L’autre face

Ecrit par Saria

Chapitre 8 : L’autre face

***Villa Oasis – Wemtenga – Ouagadougou***

***Selma***

Trois jours que je suis là, l’après-midi est bien avancée ; je descends à la cuisine. J'ai passé la matinée dans ma chambre entre mes mails et mes questionnaires à préparer. C'est la faim qui me fait descendre, je n’ai pas vu le temps passer mais je crois aussi que c’est pour éviter les rencontres… compliquées.

Normalement, je dois voir Lulu ce soir et je vais en profiter pour sortir d'ici ! Audrey ou Chérifa… J’ai encore un peu de mal, devra prendre son mal en patience pour trouver une femme à son père.

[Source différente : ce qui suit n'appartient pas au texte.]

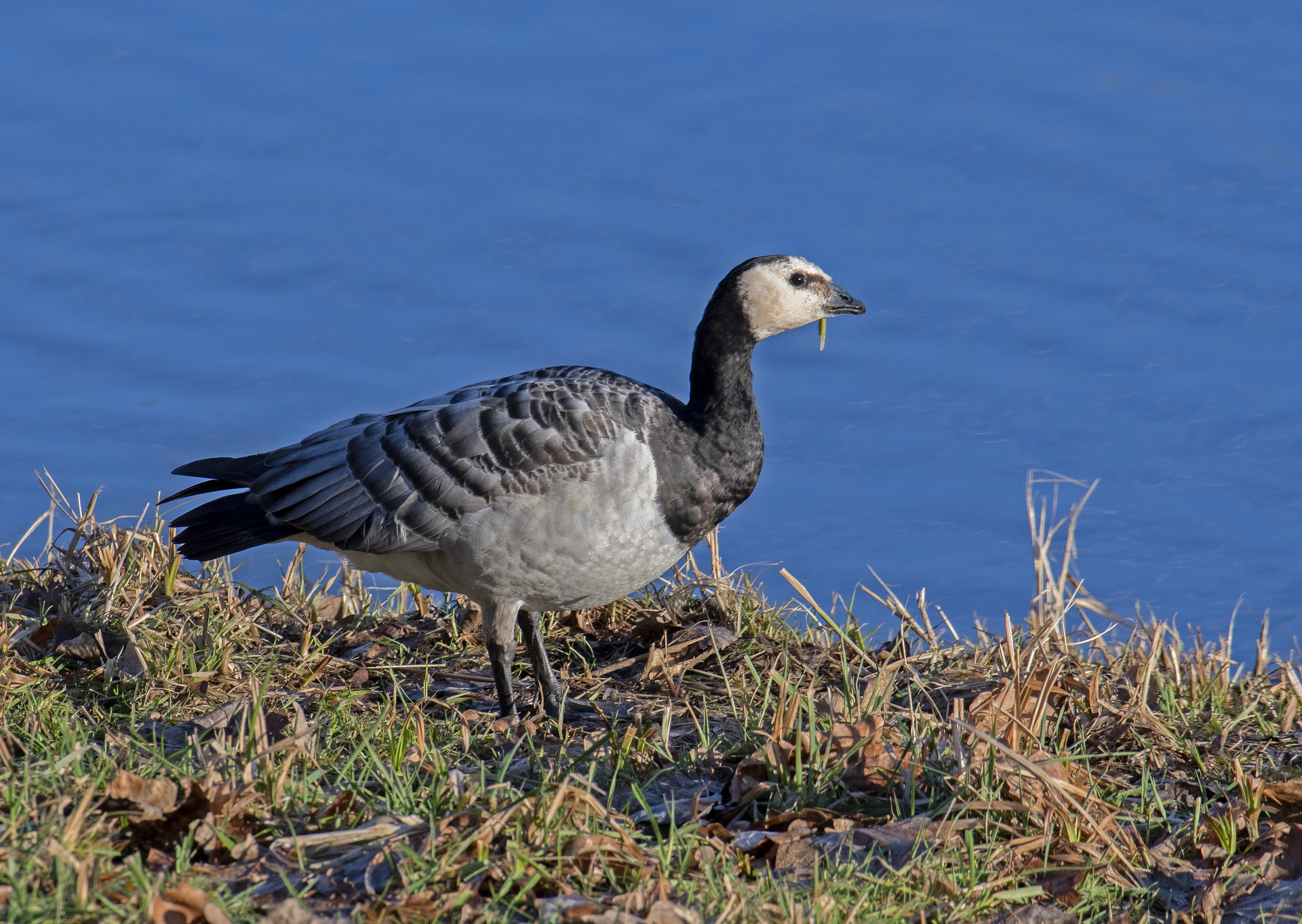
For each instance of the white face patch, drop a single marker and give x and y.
(772, 304)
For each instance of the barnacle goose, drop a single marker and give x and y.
(553, 489)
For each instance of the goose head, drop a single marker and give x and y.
(781, 293)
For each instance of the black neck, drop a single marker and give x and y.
(722, 382)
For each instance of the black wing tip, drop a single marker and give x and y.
(224, 526)
(202, 488)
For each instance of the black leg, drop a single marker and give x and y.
(500, 656)
(550, 689)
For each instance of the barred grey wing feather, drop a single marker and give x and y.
(399, 482)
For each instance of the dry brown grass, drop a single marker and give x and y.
(175, 742)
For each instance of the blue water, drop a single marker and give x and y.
(1077, 228)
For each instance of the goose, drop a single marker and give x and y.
(560, 488)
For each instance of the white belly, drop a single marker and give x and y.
(584, 543)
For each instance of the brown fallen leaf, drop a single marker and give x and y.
(587, 850)
(172, 912)
(155, 797)
(874, 754)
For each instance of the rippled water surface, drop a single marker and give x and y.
(1077, 228)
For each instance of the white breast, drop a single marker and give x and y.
(586, 542)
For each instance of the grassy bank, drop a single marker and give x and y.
(180, 747)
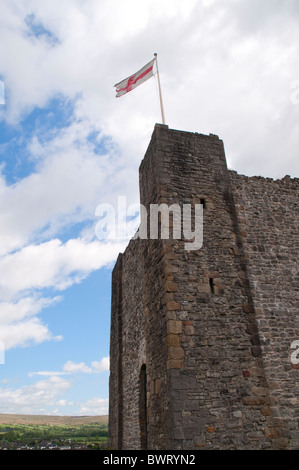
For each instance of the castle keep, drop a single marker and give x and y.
(201, 339)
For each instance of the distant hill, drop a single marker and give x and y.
(54, 420)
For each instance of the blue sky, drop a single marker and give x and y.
(67, 146)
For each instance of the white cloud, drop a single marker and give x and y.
(226, 68)
(95, 406)
(33, 399)
(102, 365)
(71, 367)
(53, 264)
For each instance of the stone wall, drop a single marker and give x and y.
(268, 216)
(211, 327)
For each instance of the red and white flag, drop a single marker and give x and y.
(135, 80)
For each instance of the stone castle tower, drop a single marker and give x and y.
(201, 339)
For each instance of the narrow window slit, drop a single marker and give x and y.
(203, 203)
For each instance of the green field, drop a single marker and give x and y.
(34, 432)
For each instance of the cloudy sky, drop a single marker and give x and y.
(67, 145)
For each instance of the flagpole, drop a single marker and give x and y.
(160, 93)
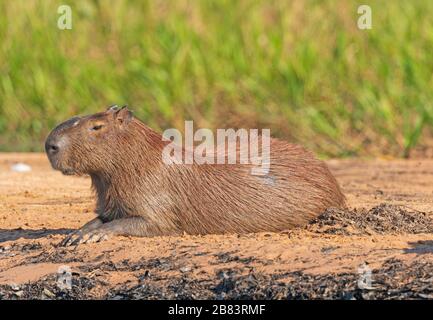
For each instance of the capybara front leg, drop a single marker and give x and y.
(133, 226)
(88, 227)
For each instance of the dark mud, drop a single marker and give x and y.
(393, 280)
(382, 219)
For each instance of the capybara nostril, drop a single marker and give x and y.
(53, 149)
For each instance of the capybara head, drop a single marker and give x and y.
(85, 145)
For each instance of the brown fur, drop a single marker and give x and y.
(124, 161)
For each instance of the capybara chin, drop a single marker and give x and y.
(139, 195)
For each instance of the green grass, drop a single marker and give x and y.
(301, 68)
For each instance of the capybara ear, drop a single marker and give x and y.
(123, 116)
(113, 108)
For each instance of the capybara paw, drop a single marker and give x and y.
(79, 237)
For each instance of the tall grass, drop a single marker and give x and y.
(301, 68)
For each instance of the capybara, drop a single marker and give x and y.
(138, 194)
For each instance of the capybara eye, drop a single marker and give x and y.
(97, 127)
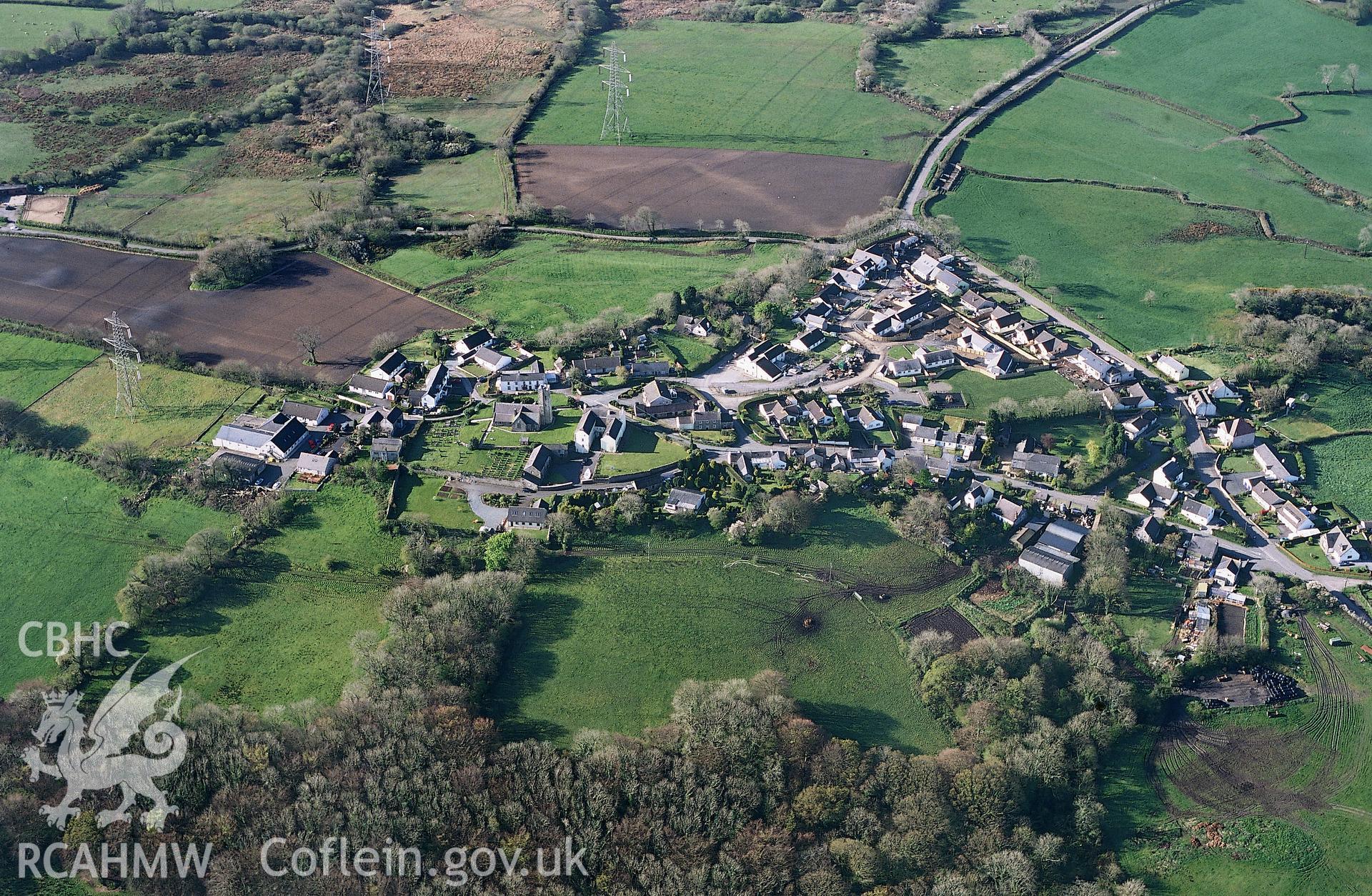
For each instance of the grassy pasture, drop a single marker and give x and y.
(787, 88)
(1100, 250)
(279, 629)
(1231, 59)
(981, 392)
(948, 71)
(548, 280)
(26, 26)
(31, 367)
(69, 548)
(1334, 140)
(18, 153)
(607, 641)
(1087, 132)
(1338, 471)
(177, 408)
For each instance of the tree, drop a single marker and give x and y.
(924, 519)
(1327, 74)
(1025, 268)
(309, 339)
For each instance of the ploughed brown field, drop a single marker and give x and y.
(62, 284)
(772, 191)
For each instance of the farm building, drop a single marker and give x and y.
(684, 501)
(267, 438)
(309, 414)
(1172, 368)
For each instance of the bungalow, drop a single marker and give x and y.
(1098, 368)
(314, 467)
(492, 360)
(687, 326)
(1221, 389)
(1338, 548)
(600, 365)
(976, 342)
(935, 359)
(526, 517)
(1200, 402)
(1009, 512)
(369, 386)
(386, 450)
(975, 304)
(903, 367)
(537, 465)
(267, 438)
(382, 419)
(807, 342)
(525, 380)
(1172, 368)
(870, 460)
(818, 413)
(1235, 434)
(1149, 532)
(471, 342)
(1139, 426)
(980, 494)
(1036, 465)
(1272, 465)
(866, 419)
(393, 367)
(1294, 522)
(1170, 474)
(1002, 320)
(1132, 397)
(435, 389)
(684, 501)
(1048, 346)
(763, 362)
(1197, 512)
(309, 414)
(1266, 496)
(851, 280)
(998, 364)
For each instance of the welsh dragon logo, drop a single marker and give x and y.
(94, 759)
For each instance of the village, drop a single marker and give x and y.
(854, 386)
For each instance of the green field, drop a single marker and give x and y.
(28, 26)
(189, 199)
(1088, 132)
(1338, 471)
(18, 153)
(785, 88)
(1334, 140)
(548, 280)
(279, 629)
(69, 548)
(1102, 272)
(1321, 851)
(417, 496)
(641, 450)
(1231, 59)
(607, 641)
(32, 367)
(981, 392)
(948, 71)
(177, 408)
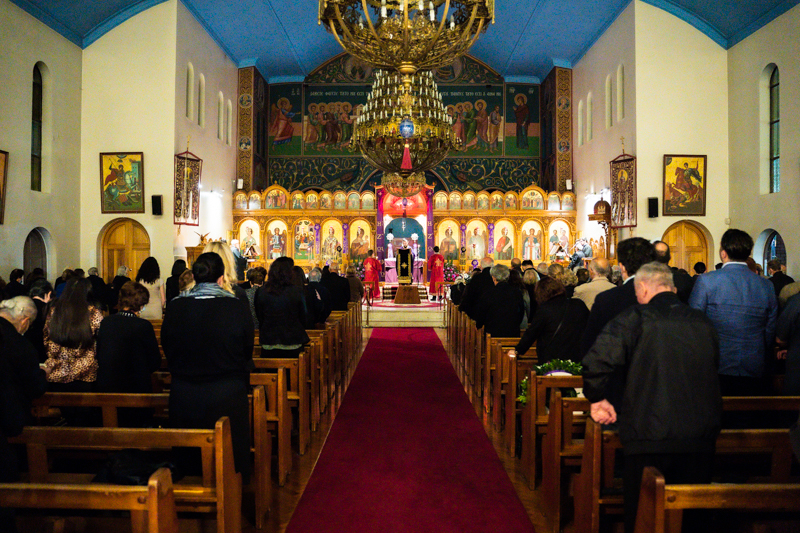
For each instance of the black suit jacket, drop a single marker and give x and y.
(501, 309)
(479, 283)
(607, 305)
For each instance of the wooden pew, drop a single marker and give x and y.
(661, 506)
(152, 507)
(592, 488)
(219, 490)
(536, 416)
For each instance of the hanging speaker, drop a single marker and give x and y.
(157, 208)
(652, 207)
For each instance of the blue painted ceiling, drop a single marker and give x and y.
(282, 37)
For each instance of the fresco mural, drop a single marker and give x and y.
(522, 120)
(285, 119)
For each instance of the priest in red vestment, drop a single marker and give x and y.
(436, 268)
(372, 269)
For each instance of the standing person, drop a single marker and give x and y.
(282, 313)
(356, 287)
(207, 337)
(556, 326)
(149, 275)
(116, 284)
(127, 352)
(436, 268)
(501, 307)
(15, 286)
(778, 277)
(239, 261)
(70, 337)
(743, 308)
(171, 286)
(372, 273)
(41, 292)
(631, 253)
(21, 380)
(669, 417)
(599, 269)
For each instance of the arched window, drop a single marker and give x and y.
(201, 101)
(220, 116)
(774, 131)
(774, 249)
(190, 91)
(589, 116)
(620, 92)
(229, 128)
(608, 101)
(36, 129)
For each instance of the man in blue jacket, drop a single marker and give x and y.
(743, 309)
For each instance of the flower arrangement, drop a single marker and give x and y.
(556, 365)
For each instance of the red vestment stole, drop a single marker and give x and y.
(436, 268)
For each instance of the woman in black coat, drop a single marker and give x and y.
(282, 312)
(557, 325)
(127, 352)
(207, 336)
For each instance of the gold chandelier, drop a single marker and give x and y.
(406, 35)
(404, 129)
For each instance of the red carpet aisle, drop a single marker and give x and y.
(406, 452)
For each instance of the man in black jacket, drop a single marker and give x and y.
(501, 307)
(670, 410)
(631, 253)
(338, 287)
(477, 285)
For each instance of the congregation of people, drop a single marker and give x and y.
(85, 335)
(659, 348)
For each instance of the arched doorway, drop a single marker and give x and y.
(34, 254)
(123, 242)
(688, 245)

Dans la cuisine pas de trace de Loubna ni de personne d’autre d’ailleurs… Je regarde dans le panier de fruits et prends une poire et une banane. Je devrais pouvoir tenir jusqu’au dîner avec ça. Je pose le tout dans une assiette, attrape un couteau. Au moment de me retourner, je tombe sur Kader qui m'observe. De frayeur ou de surprise, je lâche l’assiette qui se brise en morceaux. Paniquée, je me baisse pour ramasser.

Moi : Ah !

Je viens de me couper, je ne sais pas encore si c'est le couteau ou un morceau de porcelaine… Bref, je me mets à saigner.

Kader : Selma !

Il me sort du milieu des débris prudemment. De grosses gouttes de sang tombent sur les carreaux de la cuisine.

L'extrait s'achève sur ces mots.